CREATE OR REPLACE PROCEDURE SP_REGI_OFIC
(codigo_jobs IN jobs.job_id%TYPE,
titulo_jobs IN jobs.job_title%TYPE,
min_salario IN jobs.min_salary%TYPE,
max_salario IN jobs.max_salary%TYPE)
AS
BEGIN
INSERT INTO JOBS(job_id, job_title, min_salary, max_salary)
VALUES (codigo_jobs,titulo_jobs,min_salario,max_salario);
COMMIT;
Dbms_output.put_line('Empleado creado con éxito');
EXCEPTION
WHEN DUP_VAL_ON_INDEX THEN
dbms_output.put_line('Ya existe un oficio con el código ingresado');
WHEN OTHERS THEN
dbms_output.put_line('Error:'||TO_CHAR(SQLCODE));
dbms_output.put_line('Ha ocurrido un error:' ||SUBSTR(SQLERRM, 1,110));
END SP_REGI_OFIC;
EXECUTE SP_REGI_OFIC('AD_PRES','President',20080,40000);
EXECUTE SP_REGI_OFIC('AD_PRO','Profesor',2000,'Hello');
Upvotes: 1
Views: 614
Reputation: 2336
Firstly you shouldn't ever want to use the when others then
especially when you're only using it to put some limited detail into the dbms_output
buffer. This buffer is not going to be read by your applications, you're not going to find out about errors. This will also mess with the transaction handling that you get when SQL knows a statement has errored - you will end up with logically corrupted data.
That said, to answer your question directly:
The exception block will only catch exceptions thrown from within the scope of that procedure (between the begin
and exception
statements).
The obvious way to capture this runtime error would be to use an exception block in the scope that the execution error is happening.
BEGIN
SP_REGI_OFIC('AD_PRO','Profesor',2000,'Hola');
exception when others then
dbms_output.put_line('Errors shmerrors');
END;
/
But it's seriously worth putting in the effort - should the caller know there was an error? Does it need to be logged somewhere? Does a transaction need cleaning up? If you don't know for certain then usually the best answer is to leave it to the default behaviour of Oracle throwing the error to the caller.
Upvotes: 3
Reputation: 231651
Exception handlers in PL/SQL can only catch runtime errors. The error you are getting is a compilation error. Presumably, jobs.max_salary%TYPE
is a numeric data type but you are passing a string that can't be cast to a number instead.

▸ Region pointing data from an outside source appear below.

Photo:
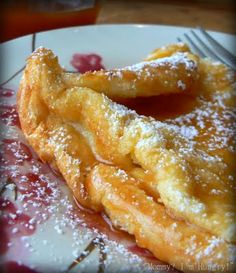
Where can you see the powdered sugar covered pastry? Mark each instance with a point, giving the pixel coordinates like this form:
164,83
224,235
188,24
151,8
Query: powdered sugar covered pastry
148,78
170,186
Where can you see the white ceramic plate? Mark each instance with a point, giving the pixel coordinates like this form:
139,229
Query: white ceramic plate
41,226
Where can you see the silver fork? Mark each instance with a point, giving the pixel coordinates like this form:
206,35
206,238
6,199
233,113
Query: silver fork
209,48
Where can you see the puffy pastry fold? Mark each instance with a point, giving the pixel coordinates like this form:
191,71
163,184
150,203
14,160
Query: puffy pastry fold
142,172
148,78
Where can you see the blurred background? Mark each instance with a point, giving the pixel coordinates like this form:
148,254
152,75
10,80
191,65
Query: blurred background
20,17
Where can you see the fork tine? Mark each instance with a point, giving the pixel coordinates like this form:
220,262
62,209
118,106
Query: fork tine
210,52
194,46
223,51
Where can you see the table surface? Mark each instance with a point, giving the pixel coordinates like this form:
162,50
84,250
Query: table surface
215,15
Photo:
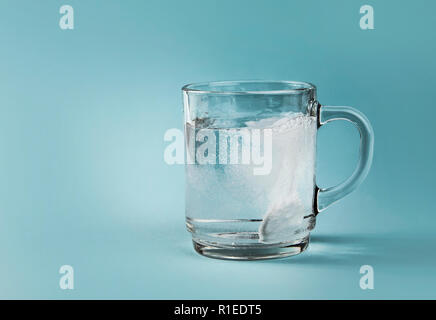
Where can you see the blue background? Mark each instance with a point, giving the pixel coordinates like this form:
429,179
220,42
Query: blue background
82,118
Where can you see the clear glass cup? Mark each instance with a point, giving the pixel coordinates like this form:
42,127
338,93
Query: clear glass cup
250,157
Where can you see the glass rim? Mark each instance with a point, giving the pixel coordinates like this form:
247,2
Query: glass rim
294,87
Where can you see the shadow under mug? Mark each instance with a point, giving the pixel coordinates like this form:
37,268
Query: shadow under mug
250,155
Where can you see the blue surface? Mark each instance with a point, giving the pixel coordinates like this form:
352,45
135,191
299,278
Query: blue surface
82,118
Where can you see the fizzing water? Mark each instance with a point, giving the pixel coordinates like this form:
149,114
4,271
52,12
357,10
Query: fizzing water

It is virtually always possible to convert a compilation error to a runtime error. In this case, you could define all the input parameters as strings and try to convert them to the proper data types internally before using them in a query. Be aware, though, that it is almost always a mistake to convert compilation errors to runtime errors. Compilation errors are relatively easy to exhaustively detect and resolve before code gets deployed. Runtime errors generally depend on the input parameters and so are very hard to exhaustively detect. Runtime errors also tend to get detected much later in the development process when reworking code is more costly. You're generally much better off getting told by the compiler immediately that you're calling a method incorrectly than to get to the point where you've developed a bunch of code, deployed it to a test environment, and a QA person comes back with a runtime error that tells you that you passed a parameter of the wrong type to some API and you have to debug how that happened.